There will be days you feel you have been hurled back to square one.  It won't really be square one, but it will feel like it.  You will have dealt with anger and then something pops up and before you know it: up rears the ugly, green head once again.  Two steps forward, one step back.

Wash, rinse, repeat.

 I remember praying for just one day that wouldn't be steeped in frustration.  It was a long time coming, but it did reach me.  Some days I prayed to get through the next hour without thinking of my former husband.  After that happened, I prayed for an afternoon without thinking of him.  And on and on it went.  As soon as I hurtled over one small obstacle, I started praying for the next.  Usually, my prayers consisted of one word:  "Jesus."  And I prayed it a lot.  Multiple times a day, whispering His name and knowing He heard me.  He knew my heart's cry better than I could ever express it anyway.

I would have a great day and the next three would be horrific.  Then I was able to string two good days together and then three.  It is possible.  It's not easy.  It will feel like your life-strength is draining away from you, but you can do it.

So, if time doesn't heal the wounds, what does?  One answer:  Only God can truly heal.  If you've been through a divorce or are going through one now, the healing that occurs is because of Him -- whether you acknowledge it or not.  Take it from someone who's tried it both ways:  Acknowledging it is a much better way to live.

Yes, we were created strong and resilient, but we were never created to have to endure these kinds of hardships.  What God created in those seven days were perfect, complete, without blemish.  But sin wheedled it's way in, causing us to have to go through much more than we were meant to go through.  Divorce is not what He wants for us.  But He is sovereign enough and good enough and loving enough to make good come from our heart break. 
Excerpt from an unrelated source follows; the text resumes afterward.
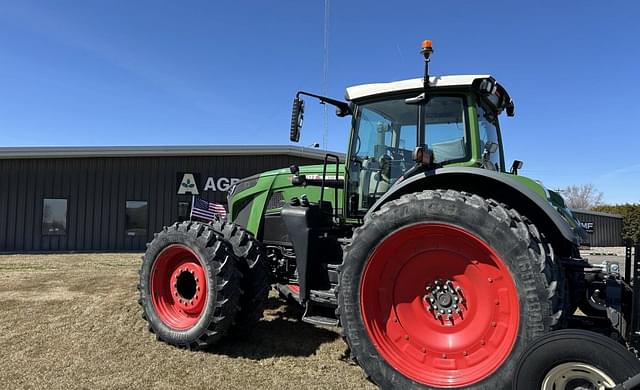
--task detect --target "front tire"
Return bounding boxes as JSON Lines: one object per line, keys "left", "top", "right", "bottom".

I can't promise that your former spouse will one day do a 180*.  But good can come out of your situation.  You might have to practice looking for it.  And then again, you may be so tuned into God that you recognize His love as it pours down upon you.  Let it rain, baby.

Let It Rain!

His mercies are new every morning and His compassions do not fail.  He is in the mending hearts business.  In fact, it's His main business, if we get right down to it.